BANZAI7 NEWS--WSJ reports,  despite their tough talk about clamping down on pay, banks and securities firms are using other financial perks to ease the toll on employees.

Bank of America Corp. and Citigroup Inc. are doling out shares that employees can sell within months—much sooner than normally allowed. Other giant banks, including Goldman Sachs Group Inc. and Royal Bank of Scotland Group PLC, let certain employees borrow money to relieve personal cash crunches. And some U.K. banks have considered raising base, or cash salaries—funds that won't be subject to the country's new 50% tax on bonuses.

Such moves are a contrast to concessions recently made by large financial firms in hopes of defusing public anger, and political retaliation, over the comeback of sky-high compensation. Many banks and securities firms are paying bonuses with a bigger percentage of stock.
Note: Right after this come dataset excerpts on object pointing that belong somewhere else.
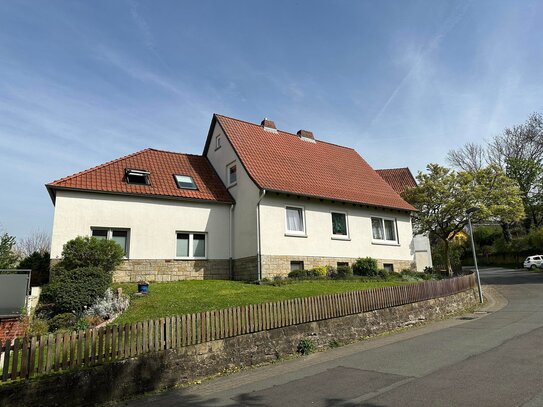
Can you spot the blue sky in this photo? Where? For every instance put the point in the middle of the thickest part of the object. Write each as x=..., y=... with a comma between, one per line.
x=403, y=82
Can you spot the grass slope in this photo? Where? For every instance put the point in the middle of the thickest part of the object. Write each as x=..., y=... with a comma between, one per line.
x=185, y=297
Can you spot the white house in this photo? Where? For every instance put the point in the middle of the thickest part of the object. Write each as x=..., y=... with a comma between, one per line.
x=257, y=203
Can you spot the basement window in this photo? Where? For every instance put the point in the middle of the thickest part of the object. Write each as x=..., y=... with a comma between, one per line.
x=388, y=267
x=137, y=177
x=184, y=182
x=191, y=245
x=119, y=236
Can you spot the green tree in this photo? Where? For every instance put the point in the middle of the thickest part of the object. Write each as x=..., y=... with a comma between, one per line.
x=91, y=252
x=443, y=196
x=528, y=174
x=39, y=264
x=8, y=257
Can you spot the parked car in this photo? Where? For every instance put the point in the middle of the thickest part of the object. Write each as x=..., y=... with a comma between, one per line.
x=532, y=262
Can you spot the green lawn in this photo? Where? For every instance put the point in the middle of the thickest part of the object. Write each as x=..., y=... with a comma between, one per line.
x=185, y=297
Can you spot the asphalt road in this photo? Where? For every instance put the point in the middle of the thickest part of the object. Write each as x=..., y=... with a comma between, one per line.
x=493, y=357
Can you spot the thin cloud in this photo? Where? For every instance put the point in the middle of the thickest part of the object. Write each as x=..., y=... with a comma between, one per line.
x=433, y=44
x=142, y=25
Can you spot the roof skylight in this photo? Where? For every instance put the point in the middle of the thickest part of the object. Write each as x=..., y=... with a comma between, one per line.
x=185, y=182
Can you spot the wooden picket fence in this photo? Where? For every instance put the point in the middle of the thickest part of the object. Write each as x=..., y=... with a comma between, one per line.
x=26, y=357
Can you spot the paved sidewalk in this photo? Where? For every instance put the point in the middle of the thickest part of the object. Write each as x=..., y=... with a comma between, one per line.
x=477, y=359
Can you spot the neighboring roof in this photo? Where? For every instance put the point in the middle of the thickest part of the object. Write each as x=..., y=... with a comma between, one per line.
x=162, y=165
x=398, y=178
x=285, y=163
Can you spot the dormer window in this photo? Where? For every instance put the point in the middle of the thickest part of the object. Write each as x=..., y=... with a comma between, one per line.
x=185, y=182
x=231, y=174
x=137, y=177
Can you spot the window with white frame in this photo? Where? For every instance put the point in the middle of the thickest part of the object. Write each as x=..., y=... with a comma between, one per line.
x=295, y=220
x=384, y=229
x=339, y=225
x=184, y=182
x=231, y=174
x=191, y=245
x=137, y=177
x=119, y=236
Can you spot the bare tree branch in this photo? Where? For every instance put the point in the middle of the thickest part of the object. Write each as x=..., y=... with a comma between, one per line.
x=471, y=157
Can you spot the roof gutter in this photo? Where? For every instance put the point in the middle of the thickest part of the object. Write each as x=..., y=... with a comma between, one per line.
x=258, y=241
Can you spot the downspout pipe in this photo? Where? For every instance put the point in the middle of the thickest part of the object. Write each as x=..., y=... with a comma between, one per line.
x=258, y=240
x=230, y=249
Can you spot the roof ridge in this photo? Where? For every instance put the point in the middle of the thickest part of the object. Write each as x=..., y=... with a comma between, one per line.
x=395, y=168
x=100, y=166
x=283, y=131
x=172, y=152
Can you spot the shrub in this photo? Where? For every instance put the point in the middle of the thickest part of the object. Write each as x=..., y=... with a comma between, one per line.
x=334, y=343
x=74, y=290
x=384, y=274
x=37, y=327
x=65, y=320
x=91, y=252
x=344, y=272
x=82, y=324
x=8, y=257
x=365, y=267
x=39, y=264
x=109, y=305
x=305, y=347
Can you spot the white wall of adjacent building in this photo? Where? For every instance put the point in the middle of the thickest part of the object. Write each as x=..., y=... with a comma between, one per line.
x=318, y=239
x=244, y=192
x=153, y=223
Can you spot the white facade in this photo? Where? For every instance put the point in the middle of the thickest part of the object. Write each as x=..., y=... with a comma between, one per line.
x=244, y=191
x=318, y=239
x=232, y=231
x=152, y=223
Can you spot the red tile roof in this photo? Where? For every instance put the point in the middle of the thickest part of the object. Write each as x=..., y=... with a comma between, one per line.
x=162, y=165
x=398, y=178
x=283, y=162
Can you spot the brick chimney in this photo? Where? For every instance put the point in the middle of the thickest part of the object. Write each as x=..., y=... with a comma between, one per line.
x=306, y=135
x=268, y=125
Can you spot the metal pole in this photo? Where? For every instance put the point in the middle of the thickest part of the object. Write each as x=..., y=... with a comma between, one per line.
x=475, y=260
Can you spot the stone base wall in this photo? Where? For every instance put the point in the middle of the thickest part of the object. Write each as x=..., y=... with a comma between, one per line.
x=11, y=328
x=172, y=270
x=159, y=370
x=280, y=265
x=246, y=269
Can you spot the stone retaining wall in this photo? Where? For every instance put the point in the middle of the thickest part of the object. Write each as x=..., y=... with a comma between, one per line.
x=172, y=270
x=119, y=380
x=280, y=265
x=246, y=269
x=11, y=328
Goldman, for example, sharply reined in pay and benefits during the fourth quarter. This week, the firm told partners that 60% of their 2009 bonuses will be in the form of restricted stock.

Some of Citigroup's stock awards are almost as liquid as cash.

The new pay culture is squeezing bankers with hefty mortgage payments and private-school tuition bills—and has prompted some companies to find ways to assist cash-squeezed employees.
"I know it sounds ridiculous to Main Street, but it's a real hardship," says Gary Goldsteal, who runs, a financial-services job-search firm in New York. "So firms are trying to help out any way they can."

Cheap loans are the most popular form of financial aid for traders and investment bankers. Gustavo Dolefino, a senior managing director at recruiting firm Secretive Solutions, says sweatheart loans "are happening all over" Wall Street. They include a type of bridge loan made to tide over employees whose fixed ponziesque operating expenses outstrip available cash resources.

Such loans aren't new, experts say, but they are becoming more common. Unlike normal borrowers, bankers and traders sometimes can get below-market rates on non-recourse loans or face lighter collateral requirements, industry officials say.

A rise in favorable employee loans could fuel new resentment over the pay culture at financial companies. Many banks remain tight about lending cheap Federal money to ordinary consumers and small businesses. Loan balances at U.S. banks shrank by 2.8% in last year's third quarter, the largest decline in at least 25 years, according to the Federal Deposit Insurance Corp.

WB7: Readers of this Blog should not be surprised.